# Old Craftsman table saw



## 71 Fish (Dec 21, 2005)

Posted this here thinking you wood working guys might appreciate it most. It is an old Craftsman Model 103.24243 table saw. I aquired it about 6 or 8 years ago and my dad fixed it up good enough to use till he got a modern one. For some reason we thought it was an 8" saw but were not sure. Someone that wants it to use for themself or to add it to a collection can have it all for $10.00 (the cost of the blade my dad purchased). I think that the motor was originally underneath and someone made the table and mounted it in line like it is, could be wrong.
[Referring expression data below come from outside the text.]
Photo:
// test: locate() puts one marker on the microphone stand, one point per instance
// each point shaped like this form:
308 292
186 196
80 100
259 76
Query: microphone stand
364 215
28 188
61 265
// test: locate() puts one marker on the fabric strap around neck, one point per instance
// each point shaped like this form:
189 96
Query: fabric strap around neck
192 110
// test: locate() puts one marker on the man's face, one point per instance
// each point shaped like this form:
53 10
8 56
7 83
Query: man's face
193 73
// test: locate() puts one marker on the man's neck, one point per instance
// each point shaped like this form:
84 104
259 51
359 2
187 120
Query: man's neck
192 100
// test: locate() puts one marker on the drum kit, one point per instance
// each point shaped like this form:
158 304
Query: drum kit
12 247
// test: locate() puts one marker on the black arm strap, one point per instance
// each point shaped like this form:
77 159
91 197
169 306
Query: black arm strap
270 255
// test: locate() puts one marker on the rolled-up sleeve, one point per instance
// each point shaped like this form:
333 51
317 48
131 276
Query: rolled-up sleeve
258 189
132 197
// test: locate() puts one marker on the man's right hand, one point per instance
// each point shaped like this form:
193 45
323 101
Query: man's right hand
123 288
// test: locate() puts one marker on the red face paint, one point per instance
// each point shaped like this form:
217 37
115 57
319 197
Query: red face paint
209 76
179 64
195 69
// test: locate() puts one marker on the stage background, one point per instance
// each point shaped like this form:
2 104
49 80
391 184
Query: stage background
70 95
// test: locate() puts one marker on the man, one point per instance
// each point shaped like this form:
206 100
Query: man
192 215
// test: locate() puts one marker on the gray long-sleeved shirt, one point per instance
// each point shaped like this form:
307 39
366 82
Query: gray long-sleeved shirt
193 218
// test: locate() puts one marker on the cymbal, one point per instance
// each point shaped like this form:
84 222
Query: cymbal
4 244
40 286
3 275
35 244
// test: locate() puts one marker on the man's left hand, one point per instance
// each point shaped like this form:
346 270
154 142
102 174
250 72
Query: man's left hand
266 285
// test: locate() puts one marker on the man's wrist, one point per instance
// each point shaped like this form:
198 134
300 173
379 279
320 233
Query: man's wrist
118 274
It is probably missing some extensions. The motor on it now is a 3/4 HP and it sounded like it was cutting out on overload. It is missing the capacator as well so the motor is probably not any good. I am in Spring Branch, PM me if you can use this. Kevin


----------



## Brew (May 21, 2004)

My Dad has/had that same saw mounted on an almost identical table. If I remember correctly the saw came from Sears with plans to build the table. The set up is correct though I seem to remember ours had the motor hanging further back, almost off the table which helped it keep tension on the drive belt.

If my Dad still has it, I'll take some pics when we go up there next weekend.


----------



## 71 Fish (Dec 21, 2005)

Thats interesting aboout the table, thanks for the information. I have a friend that wants the saw.


----------